Childhood illness has changed dramatically in the last one hundred years. No longer do kids in industrialized countries die of infectious diseases like polio, measles, or meningitis. Instead more and more of our children suffer a host of chronic conditions scientists call the “new pediatric morbidity.” These ailments include asthma, cancer, attention deficit hyperactivity disorder (ADHD), poor motor skills, preterm birth, autism, and some birth defects. Just as these chronic conditions have multiplied in the last few decades, becoming alarmingly more common, 80,000 new synthetic chemical compounds have been introduced into the environment. Public health scientists have responded by aggressively examining the link between toxins and children’s health; and in 1996 the US Environmental Protection Agency (EPA) established the Office of Children’s Health Protection.

Are these chemicals finding their way into our children’s bodies? In 2004 the Red Cross decided to take a look at umbilical cord blood and figure out what chemicals were pumped across the placenta to our children in utero, the most vulnerable time of their development. By analyzing the cord blood of ten newborns in two different laboratories they learned that babies in the womb have on the average of 200 industrial chemicals and pollutants running through their veins; and in total 287 toxins were identified in the cord blood of the ten babies tested. The pollutants detected can be found in pesticides, stain repellants, flame retardants, waste from coal burning power plants, gasoline, and garbage. Of these chemicals 180 are known to cause cancer, 217 are poisonous to the brain and nervous system, and 208 have been linked to birth defects in animal studies.
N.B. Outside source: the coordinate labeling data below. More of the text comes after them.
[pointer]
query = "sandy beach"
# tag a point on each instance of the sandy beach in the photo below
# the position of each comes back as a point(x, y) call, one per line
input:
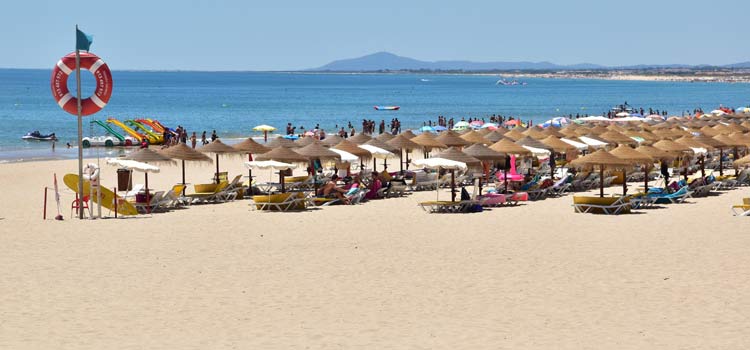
point(382, 275)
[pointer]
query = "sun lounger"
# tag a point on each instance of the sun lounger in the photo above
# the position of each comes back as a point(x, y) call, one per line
point(598, 205)
point(216, 195)
point(742, 209)
point(677, 197)
point(150, 206)
point(280, 201)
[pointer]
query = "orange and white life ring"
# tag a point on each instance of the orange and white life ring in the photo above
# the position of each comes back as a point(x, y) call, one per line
point(93, 64)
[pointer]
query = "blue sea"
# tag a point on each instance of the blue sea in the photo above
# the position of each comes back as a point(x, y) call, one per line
point(233, 102)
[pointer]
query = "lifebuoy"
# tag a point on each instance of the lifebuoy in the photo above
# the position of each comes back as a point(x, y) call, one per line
point(67, 65)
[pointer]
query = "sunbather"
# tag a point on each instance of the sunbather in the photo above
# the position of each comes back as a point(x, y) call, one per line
point(330, 189)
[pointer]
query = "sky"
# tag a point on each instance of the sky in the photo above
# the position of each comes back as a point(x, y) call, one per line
point(291, 35)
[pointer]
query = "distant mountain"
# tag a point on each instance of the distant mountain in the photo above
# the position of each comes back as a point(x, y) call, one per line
point(382, 61)
point(388, 61)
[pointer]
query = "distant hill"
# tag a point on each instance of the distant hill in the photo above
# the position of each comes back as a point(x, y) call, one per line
point(382, 61)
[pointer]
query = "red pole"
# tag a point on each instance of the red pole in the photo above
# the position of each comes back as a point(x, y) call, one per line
point(44, 215)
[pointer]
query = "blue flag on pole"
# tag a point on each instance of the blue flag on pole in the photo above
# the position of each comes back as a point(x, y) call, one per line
point(83, 40)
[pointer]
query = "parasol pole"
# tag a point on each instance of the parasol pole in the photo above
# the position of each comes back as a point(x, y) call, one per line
point(217, 168)
point(601, 181)
point(80, 126)
point(183, 177)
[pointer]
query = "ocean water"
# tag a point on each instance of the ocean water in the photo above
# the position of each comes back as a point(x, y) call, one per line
point(233, 102)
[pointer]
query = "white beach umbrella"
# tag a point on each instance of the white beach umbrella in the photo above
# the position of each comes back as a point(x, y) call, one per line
point(133, 165)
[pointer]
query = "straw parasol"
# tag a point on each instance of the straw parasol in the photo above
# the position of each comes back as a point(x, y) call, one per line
point(631, 155)
point(250, 147)
point(616, 137)
point(514, 135)
point(475, 137)
point(408, 134)
point(304, 141)
point(601, 158)
point(146, 155)
point(508, 147)
point(184, 153)
point(452, 139)
point(453, 153)
point(280, 141)
point(217, 147)
point(494, 137)
point(284, 155)
point(352, 148)
point(401, 142)
point(535, 133)
point(743, 161)
point(332, 140)
point(485, 155)
point(556, 144)
point(265, 129)
point(531, 142)
point(674, 147)
point(385, 137)
point(427, 141)
point(382, 145)
point(360, 138)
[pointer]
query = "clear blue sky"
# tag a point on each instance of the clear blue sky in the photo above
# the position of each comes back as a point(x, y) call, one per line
point(285, 35)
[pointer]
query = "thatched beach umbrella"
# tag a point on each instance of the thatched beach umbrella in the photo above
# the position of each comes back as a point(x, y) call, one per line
point(485, 155)
point(250, 147)
point(217, 147)
point(427, 141)
point(265, 129)
point(360, 138)
point(451, 138)
point(655, 154)
point(184, 153)
point(629, 154)
point(493, 137)
point(508, 147)
point(385, 137)
point(304, 141)
point(280, 141)
point(403, 143)
point(382, 145)
point(332, 140)
point(146, 155)
point(675, 148)
point(601, 158)
point(475, 137)
point(352, 148)
point(317, 151)
point(284, 155)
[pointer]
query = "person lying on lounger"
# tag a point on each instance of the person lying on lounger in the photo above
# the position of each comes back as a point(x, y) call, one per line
point(330, 189)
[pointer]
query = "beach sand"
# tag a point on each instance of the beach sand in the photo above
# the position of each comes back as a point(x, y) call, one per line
point(383, 275)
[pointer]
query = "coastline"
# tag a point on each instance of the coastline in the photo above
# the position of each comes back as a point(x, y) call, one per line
point(379, 275)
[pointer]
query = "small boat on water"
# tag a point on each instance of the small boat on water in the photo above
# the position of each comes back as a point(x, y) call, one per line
point(37, 136)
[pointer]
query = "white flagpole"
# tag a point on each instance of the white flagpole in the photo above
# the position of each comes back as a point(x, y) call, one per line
point(80, 130)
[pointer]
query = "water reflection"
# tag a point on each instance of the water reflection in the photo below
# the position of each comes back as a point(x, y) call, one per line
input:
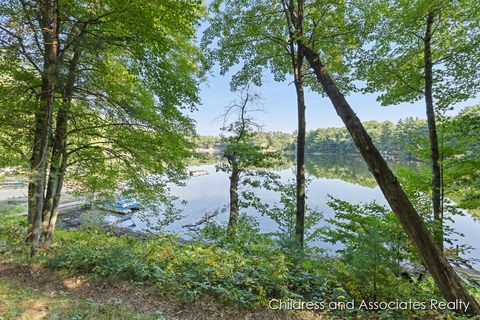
point(344, 177)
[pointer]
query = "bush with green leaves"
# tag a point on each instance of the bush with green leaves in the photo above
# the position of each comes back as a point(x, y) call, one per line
point(373, 250)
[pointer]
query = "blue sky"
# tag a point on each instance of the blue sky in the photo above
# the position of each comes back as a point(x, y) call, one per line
point(280, 111)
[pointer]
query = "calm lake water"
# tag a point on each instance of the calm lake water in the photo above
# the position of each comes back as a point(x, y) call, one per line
point(343, 177)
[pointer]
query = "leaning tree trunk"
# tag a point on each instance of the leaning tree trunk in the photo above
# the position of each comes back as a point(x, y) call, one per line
point(48, 23)
point(432, 133)
point(447, 280)
point(56, 198)
point(58, 161)
point(300, 212)
point(234, 180)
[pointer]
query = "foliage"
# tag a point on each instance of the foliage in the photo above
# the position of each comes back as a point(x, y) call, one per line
point(282, 213)
point(373, 247)
point(392, 138)
point(393, 62)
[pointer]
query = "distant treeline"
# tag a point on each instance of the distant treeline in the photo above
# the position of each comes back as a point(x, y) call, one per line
point(389, 137)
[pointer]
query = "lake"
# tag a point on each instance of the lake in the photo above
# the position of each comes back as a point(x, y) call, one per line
point(343, 177)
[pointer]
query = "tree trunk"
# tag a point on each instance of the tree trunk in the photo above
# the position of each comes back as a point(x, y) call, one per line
point(445, 277)
point(56, 198)
point(59, 150)
point(233, 218)
point(300, 212)
point(48, 24)
point(432, 133)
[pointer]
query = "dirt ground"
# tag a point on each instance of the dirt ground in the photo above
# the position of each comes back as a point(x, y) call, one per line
point(135, 297)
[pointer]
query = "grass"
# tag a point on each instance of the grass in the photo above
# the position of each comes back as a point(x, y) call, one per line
point(19, 302)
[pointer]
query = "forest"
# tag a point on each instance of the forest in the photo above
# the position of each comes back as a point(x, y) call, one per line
point(130, 190)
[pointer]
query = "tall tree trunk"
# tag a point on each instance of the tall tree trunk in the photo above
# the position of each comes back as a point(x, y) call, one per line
point(48, 23)
point(445, 277)
point(59, 150)
point(300, 212)
point(234, 180)
point(56, 197)
point(432, 133)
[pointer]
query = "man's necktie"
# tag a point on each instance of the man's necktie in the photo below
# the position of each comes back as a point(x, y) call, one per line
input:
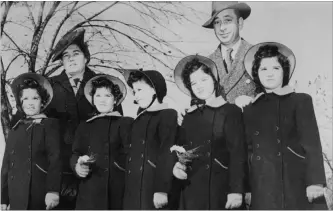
point(228, 59)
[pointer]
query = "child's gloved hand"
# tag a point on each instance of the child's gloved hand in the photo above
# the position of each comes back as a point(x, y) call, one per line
point(314, 191)
point(179, 171)
point(5, 207)
point(234, 201)
point(51, 200)
point(81, 169)
point(160, 200)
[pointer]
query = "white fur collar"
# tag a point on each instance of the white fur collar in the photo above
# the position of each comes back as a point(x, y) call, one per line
point(214, 103)
point(115, 113)
point(282, 91)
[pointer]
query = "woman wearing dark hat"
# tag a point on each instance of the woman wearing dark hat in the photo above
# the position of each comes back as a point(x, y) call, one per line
point(31, 168)
point(149, 168)
point(69, 104)
point(215, 180)
point(286, 163)
point(99, 148)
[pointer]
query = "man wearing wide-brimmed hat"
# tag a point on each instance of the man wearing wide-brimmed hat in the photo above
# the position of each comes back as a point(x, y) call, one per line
point(227, 20)
point(69, 103)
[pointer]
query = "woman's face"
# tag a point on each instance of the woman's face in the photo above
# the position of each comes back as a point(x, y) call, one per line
point(202, 84)
point(143, 93)
point(31, 102)
point(104, 100)
point(270, 73)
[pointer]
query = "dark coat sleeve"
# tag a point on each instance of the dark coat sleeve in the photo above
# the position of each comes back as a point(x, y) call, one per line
point(52, 143)
point(79, 148)
point(235, 136)
point(124, 133)
point(4, 176)
point(167, 132)
point(308, 131)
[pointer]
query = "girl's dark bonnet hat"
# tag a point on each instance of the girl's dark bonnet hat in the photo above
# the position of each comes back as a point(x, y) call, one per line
point(155, 78)
point(115, 80)
point(42, 81)
point(74, 37)
point(284, 50)
point(181, 66)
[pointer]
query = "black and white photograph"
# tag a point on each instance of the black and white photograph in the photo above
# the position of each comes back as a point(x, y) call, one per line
point(170, 105)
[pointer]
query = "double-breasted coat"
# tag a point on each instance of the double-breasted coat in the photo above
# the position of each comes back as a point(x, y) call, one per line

While it is clear that harmful pollutants and chemicals are in our children’s bodies, the debatable question is what amount of exposure is dangerous. Researchers are constantly uncovering new information, making it hard for medical professionals, government agencies, school officials, and parents to catch up with cutting edge findings. Furthermore, given the track record of business and the US government (the lead industry refused to acknowledge that this toxic metal was particularly hazardous to children years after public health scientists demonstrated a connection in multiple studies) it is nearly impossible for me to feel confident that these entities are sufficiently looking out for the welfare of our children.
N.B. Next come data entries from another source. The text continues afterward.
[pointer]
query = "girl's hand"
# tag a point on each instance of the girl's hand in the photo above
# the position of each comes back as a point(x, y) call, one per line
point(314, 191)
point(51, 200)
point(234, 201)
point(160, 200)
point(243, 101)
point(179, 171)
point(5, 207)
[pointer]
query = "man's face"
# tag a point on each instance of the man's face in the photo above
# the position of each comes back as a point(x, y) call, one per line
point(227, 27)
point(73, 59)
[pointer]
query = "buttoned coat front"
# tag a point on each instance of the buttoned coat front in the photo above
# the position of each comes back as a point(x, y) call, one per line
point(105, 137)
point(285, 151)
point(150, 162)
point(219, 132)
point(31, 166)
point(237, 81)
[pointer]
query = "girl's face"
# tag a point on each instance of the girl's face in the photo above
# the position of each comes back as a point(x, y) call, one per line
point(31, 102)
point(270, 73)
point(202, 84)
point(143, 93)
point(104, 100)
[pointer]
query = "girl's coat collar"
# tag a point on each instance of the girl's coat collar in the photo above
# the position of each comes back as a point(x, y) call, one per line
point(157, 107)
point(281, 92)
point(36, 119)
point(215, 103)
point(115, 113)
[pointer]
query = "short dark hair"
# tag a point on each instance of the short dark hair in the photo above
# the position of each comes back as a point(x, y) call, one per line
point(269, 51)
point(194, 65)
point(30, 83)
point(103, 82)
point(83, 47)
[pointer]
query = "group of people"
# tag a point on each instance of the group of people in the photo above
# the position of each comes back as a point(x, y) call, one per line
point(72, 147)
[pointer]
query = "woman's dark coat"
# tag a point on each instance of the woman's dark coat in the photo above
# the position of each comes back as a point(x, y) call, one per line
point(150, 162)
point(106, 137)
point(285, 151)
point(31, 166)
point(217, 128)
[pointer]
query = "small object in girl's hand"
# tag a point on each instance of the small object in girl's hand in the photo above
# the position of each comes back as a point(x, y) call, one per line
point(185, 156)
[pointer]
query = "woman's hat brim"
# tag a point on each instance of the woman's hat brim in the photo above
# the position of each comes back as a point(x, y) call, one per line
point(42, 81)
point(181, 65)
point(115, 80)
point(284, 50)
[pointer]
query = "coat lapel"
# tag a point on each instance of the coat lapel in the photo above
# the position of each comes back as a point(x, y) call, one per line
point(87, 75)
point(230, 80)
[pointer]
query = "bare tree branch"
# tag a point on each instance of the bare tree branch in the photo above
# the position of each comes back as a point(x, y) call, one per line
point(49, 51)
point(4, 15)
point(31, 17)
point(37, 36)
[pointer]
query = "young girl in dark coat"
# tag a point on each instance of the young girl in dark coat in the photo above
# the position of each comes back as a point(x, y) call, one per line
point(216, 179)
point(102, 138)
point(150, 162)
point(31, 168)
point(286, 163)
Coupled with my own baffling experience getting to the bottom of my youngest child’s high lead count, in 2005 I made the decision to plunge into the world of public health scientists, government agencies, pediatricians, and environmental advocates so that I could really understand which toxins are the true culprits in deterring the proper development of children. My book and this blog chronicle my investigation and findings, providing important information about which contaminants truly matter and how we can all protect our kids so that they can properly grow and learn.